What Women Want
A new ARG poll out yesterday, showing Hillary Clinton leading the Democratic field by 25 points and Rudy Giuliani up on the GOP side by 8 points shows an interesting gender gap developing in both parties: Women are flocking to certain candidates, and those candidates are winning.
On the Democratic side, Hillary Clinton could not have reached 45% without an even half of the women surveyed backing her bid. Just 39% of men support her candidacy. Barack Obama, in second place with 20%, scores better among women than among men as well, by a 21% to 18% margin. Many more men favor John Edwards (third place, 13%) and Joe Biden (fourth, with 5%) than women.

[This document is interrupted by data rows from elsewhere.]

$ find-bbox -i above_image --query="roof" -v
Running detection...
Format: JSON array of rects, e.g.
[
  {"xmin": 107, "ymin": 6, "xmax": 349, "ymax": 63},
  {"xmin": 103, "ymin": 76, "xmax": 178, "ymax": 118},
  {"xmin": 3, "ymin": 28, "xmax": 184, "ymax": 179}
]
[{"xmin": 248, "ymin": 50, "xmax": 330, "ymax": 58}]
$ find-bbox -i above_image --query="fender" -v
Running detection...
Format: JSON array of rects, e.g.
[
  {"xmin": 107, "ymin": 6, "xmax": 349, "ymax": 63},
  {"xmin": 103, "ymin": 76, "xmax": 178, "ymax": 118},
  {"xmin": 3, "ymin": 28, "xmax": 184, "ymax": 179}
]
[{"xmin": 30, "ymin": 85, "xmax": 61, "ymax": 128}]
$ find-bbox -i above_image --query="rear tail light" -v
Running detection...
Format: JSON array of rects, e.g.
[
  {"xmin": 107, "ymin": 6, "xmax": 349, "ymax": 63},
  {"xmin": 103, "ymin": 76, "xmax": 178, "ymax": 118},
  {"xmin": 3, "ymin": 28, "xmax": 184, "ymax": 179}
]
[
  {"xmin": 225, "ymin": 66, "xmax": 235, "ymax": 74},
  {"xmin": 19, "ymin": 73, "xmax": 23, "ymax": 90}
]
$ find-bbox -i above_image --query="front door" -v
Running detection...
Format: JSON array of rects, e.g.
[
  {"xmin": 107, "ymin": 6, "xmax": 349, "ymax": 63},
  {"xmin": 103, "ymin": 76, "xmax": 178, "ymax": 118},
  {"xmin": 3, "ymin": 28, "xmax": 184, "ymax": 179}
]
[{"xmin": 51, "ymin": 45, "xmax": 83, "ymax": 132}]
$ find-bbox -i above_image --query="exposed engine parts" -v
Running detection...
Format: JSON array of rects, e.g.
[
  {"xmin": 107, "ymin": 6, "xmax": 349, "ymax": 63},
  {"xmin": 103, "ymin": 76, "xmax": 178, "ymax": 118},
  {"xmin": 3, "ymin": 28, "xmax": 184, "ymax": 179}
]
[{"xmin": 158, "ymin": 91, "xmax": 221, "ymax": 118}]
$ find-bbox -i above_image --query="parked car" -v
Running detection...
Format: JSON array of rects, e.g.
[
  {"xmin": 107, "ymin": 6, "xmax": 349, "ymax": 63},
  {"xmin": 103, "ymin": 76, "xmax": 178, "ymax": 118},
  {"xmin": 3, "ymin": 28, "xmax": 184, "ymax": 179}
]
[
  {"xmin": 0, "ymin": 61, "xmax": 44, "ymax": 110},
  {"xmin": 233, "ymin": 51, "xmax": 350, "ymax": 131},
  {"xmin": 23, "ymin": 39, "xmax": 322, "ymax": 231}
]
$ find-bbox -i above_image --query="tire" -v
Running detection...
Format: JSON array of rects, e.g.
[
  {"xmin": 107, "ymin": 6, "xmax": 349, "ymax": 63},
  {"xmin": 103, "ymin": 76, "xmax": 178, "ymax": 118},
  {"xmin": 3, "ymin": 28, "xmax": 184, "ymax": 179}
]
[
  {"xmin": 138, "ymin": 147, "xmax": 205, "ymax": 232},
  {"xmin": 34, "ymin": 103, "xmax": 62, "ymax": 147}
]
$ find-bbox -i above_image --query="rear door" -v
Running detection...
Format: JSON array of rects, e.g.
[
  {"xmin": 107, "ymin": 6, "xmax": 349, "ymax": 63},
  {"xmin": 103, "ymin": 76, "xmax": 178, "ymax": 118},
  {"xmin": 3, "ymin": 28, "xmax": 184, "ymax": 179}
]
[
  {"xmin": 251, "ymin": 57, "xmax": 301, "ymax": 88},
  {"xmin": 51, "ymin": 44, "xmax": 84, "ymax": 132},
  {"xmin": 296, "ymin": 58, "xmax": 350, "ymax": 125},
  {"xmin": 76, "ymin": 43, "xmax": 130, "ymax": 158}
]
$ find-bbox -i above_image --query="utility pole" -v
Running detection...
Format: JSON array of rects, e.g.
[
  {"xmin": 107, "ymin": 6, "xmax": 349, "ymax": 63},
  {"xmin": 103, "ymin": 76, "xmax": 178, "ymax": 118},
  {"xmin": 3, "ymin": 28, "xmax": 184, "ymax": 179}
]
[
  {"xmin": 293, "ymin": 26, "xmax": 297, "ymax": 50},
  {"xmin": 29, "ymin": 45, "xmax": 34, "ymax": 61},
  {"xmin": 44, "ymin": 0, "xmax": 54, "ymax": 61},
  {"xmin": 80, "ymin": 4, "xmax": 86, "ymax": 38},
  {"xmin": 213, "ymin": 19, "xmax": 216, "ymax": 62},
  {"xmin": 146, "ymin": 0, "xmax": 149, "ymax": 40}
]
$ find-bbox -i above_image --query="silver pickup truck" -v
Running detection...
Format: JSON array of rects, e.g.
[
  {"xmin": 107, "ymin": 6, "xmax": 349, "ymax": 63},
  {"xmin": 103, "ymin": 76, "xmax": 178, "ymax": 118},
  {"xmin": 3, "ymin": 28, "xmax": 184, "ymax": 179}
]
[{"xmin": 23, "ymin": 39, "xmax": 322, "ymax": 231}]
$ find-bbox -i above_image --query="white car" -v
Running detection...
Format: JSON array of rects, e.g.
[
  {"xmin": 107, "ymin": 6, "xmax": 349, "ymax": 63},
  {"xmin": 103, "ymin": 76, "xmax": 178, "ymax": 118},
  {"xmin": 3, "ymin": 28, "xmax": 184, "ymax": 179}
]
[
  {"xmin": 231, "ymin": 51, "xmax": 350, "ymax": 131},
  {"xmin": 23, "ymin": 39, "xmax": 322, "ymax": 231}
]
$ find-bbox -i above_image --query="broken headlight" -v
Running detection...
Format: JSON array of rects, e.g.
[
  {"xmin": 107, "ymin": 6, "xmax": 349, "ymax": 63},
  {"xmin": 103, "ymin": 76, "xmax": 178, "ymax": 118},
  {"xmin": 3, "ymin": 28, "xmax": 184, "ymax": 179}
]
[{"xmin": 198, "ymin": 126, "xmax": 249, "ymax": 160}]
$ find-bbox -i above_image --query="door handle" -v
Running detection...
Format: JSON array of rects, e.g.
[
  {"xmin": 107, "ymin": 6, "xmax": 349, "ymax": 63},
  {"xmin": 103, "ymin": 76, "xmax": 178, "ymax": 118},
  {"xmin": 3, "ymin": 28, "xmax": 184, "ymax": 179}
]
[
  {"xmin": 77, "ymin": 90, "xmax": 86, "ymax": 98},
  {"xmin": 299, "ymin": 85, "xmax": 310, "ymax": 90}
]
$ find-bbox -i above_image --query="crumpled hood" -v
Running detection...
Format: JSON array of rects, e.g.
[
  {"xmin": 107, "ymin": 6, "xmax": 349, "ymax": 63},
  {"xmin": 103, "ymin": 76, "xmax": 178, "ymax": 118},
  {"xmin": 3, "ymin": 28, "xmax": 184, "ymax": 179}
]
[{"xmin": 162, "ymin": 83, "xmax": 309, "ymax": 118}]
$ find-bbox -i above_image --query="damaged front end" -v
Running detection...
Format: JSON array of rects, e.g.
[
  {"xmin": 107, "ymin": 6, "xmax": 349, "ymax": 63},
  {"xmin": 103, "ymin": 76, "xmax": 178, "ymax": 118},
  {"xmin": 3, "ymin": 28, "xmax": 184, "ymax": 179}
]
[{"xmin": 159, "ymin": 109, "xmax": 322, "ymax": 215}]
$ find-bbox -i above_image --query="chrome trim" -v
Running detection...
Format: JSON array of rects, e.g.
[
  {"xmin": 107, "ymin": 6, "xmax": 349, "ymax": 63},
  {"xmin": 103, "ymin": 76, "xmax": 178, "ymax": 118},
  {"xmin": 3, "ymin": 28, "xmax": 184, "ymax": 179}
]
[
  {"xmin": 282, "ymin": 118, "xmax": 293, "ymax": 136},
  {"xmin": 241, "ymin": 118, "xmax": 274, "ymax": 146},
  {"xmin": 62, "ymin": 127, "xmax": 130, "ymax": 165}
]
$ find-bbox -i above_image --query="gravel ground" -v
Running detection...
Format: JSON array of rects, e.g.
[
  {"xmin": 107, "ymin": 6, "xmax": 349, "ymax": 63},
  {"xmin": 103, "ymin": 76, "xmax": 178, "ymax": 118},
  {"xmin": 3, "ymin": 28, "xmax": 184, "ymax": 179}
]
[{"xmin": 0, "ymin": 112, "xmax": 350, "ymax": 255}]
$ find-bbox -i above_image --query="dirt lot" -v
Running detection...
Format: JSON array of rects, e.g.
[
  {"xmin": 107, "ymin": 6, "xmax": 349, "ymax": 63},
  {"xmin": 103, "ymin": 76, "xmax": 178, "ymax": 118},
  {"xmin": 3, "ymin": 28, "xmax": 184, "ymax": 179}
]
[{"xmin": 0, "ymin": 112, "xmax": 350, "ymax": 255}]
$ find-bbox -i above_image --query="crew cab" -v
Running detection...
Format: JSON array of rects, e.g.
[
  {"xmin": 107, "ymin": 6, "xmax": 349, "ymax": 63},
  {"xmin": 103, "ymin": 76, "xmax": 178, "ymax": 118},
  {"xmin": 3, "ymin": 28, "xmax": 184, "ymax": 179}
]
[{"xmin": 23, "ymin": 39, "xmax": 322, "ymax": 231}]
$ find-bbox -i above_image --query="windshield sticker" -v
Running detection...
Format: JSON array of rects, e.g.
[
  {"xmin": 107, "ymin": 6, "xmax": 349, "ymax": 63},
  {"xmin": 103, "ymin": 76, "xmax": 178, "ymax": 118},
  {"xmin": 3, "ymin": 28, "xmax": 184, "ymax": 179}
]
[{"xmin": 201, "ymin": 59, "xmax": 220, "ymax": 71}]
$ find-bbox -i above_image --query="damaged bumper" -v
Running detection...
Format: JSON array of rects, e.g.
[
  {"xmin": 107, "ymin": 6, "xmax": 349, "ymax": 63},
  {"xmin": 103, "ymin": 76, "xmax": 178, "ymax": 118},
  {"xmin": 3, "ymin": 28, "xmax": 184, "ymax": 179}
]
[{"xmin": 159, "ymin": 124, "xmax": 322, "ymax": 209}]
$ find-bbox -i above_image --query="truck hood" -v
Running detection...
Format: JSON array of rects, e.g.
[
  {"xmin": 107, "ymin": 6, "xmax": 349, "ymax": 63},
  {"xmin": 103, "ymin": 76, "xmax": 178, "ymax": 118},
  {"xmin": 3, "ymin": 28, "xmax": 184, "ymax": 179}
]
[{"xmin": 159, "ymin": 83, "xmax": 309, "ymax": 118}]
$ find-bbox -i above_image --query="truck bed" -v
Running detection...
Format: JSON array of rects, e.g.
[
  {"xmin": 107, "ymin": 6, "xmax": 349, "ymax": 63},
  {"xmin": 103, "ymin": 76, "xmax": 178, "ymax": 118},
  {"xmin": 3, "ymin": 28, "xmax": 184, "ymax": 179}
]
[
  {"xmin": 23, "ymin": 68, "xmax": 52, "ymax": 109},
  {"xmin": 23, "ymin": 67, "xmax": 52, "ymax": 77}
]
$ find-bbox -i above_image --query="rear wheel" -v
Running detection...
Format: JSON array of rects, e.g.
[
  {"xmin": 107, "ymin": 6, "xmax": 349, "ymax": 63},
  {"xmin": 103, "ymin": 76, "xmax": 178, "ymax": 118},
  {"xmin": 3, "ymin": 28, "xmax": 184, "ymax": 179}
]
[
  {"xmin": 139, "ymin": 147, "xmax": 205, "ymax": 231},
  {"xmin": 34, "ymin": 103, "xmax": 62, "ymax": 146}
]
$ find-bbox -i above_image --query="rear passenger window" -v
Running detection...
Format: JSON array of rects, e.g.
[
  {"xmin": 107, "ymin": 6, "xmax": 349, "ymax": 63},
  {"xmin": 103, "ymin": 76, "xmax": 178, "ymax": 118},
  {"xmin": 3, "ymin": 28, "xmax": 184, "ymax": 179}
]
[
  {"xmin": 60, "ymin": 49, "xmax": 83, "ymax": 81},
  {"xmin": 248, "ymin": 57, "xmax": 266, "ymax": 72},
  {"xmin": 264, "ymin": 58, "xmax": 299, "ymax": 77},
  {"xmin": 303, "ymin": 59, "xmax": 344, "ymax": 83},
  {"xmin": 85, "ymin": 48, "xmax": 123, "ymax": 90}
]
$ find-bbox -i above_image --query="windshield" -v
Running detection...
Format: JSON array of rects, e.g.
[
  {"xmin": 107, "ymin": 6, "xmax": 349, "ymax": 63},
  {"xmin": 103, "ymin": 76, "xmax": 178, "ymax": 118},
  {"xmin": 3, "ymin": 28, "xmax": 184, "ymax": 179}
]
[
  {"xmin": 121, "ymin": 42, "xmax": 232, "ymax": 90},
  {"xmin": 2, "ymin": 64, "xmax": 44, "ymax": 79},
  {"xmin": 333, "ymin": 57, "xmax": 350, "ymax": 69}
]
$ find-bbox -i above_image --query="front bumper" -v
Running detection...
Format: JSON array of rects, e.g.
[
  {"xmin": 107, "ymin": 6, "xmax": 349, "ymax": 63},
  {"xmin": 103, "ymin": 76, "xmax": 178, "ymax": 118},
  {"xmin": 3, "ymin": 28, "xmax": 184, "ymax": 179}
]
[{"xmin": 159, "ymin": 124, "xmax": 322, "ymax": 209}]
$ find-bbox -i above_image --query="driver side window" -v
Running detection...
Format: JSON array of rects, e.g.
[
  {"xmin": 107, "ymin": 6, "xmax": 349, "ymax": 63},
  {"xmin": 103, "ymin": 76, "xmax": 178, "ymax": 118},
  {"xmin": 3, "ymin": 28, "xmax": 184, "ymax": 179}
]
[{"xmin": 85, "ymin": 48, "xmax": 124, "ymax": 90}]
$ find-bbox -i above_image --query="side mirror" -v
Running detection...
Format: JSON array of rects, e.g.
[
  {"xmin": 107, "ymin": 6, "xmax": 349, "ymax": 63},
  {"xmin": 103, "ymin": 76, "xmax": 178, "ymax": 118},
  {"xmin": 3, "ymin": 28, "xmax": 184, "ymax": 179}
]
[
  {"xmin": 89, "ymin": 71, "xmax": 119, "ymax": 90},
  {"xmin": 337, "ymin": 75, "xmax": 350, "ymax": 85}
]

Among Republicans, Giuliani benefits from a sizeable 11-point gender gap. The front-runner, with 24%, scores 30% with women and just 19% with men. The gender gap reverses in second place, as more men back Fred Thompson (21%) than women (11%), giving him 16%, and Mitt Romney's 15% comes with a four-point male advantage. In fourth place with 14%, John McCain scoops up women voters, who favor him by a 10-point margin over their male counterparts.
The gender gap among Democrats is understandable -- Clinton, as the first woman front-runner in history, benefits from a sizable lead. On the GOP side, could Giuliani's head start among women come from his post-September 11th mystique and concerns about crime and safety? If so, the issue may be a tool Giuliani, as the GOP nominee, could use to cut into what would likely be an even larger gender gap in the general election.